Brand-Miller's stated that per capita sales of sugar-sweetened beverages had decreased by 10%, in an interview with ABC Radio in 2014, "it might be that a key word came out. It's possible that this should be, 'While nutritively sweetened beverages ... 10 per cent sweetened beverages decreased by 10 per cent.' So I'll double-check it." Barclay, the 2011 study's other author, also said, in an email to the program, that "the 10 per cent decline could not possibly refer to per capita sales of nutritively sweetened soft drinks". As mentioned previously, Brand-Miller and Barclay published a correction to their original 2011 study addressing this. According to Esther Han, this correction invalidates the study's claim that soft drink consumption decreased from 1994 to 2006.

Complaints about the scientific journal Nutrients over its publication of The Australian Paradox paper led to the Open Access Scholarly Publishers Association (OASPA) investigating Nutrients publisher, MDPI. In 2014, OASPA's investigation concluded that MDPI continued to meet its membership criteria.

In April 2017, an update of all available Australian added sugars consumption data titled "Declining consumption of added sugars and sugar-sweetened beverages in Australia: a challenge for obesity prevention" was published in the American Journal of Clinical Nutrition. The analysis concluded "In Australia, 4 independent data sets confirmed shorter- and longer-term declines in the availability and intake of added sugars, including those contributed by SSBs (Sugar Sweetened Beverages)."
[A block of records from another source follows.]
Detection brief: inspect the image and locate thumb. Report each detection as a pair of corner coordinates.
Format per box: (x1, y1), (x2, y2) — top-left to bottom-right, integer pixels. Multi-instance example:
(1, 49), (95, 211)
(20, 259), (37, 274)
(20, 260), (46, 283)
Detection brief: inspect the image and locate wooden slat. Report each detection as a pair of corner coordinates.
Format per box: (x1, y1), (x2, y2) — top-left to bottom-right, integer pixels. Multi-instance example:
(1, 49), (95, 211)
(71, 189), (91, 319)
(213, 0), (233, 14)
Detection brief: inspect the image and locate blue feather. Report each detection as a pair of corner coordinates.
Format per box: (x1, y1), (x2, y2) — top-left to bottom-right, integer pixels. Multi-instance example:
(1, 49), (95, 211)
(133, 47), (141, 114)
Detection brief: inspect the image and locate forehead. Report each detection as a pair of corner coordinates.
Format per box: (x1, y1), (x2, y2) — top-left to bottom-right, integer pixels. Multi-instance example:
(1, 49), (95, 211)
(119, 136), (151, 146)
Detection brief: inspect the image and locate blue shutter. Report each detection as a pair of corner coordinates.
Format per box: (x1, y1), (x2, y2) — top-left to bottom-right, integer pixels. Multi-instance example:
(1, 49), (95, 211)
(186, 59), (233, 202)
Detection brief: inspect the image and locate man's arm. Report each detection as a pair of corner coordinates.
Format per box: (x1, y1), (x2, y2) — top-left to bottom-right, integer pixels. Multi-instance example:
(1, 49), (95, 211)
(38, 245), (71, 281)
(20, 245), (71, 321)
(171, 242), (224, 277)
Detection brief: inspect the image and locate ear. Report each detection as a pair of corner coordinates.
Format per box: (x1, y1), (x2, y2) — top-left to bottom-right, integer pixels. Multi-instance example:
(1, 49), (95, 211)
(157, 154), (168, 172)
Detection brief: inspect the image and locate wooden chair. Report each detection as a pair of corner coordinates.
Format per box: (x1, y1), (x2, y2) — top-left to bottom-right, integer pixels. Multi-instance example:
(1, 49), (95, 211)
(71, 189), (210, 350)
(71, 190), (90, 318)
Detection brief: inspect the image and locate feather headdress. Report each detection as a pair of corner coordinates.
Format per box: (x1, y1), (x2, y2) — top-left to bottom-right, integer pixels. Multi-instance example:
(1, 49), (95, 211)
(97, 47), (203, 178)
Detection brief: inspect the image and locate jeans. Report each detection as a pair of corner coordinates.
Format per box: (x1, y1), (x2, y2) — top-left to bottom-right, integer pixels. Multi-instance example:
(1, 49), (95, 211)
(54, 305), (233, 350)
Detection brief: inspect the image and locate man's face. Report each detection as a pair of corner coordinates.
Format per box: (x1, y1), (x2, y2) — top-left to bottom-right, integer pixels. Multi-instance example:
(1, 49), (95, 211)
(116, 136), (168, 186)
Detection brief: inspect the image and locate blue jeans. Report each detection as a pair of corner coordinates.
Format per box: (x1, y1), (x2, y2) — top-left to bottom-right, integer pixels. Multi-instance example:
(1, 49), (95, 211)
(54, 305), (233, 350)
Independent analyses by Australian researchers including Ridoutt and colleagues at the Commonwealth Scientific and Industrial Research Organisation (CSIRO) and Lei and colleagues also concluded that Australians consumed less added sugars in the years 2011–12 than they did in 1995.

In December 2017, the Australian Bureau of Statistics published a comparison of free sugars consumption using Australia's 1995 National Nutrition Survey and 2011/12 Australian Health Survey titled "CONSUMPTION OF ADDED SUGARS – A COMPARISON OF 1995 TO 2011–12". Its main conclusion was "Between 1995 and 2011–12, Australians had a relative decrease in their consumption of free sugars, with the average proportion of dietary energy from free sugars declining from 12.5% to 10.9%." For reference, the World Health Organization has strongly recommended that adults and children reduce daily intake of free sugars to less than 10% of their total energy intake, and that an intake level below 5% or 25 grams would provide additional health benefits.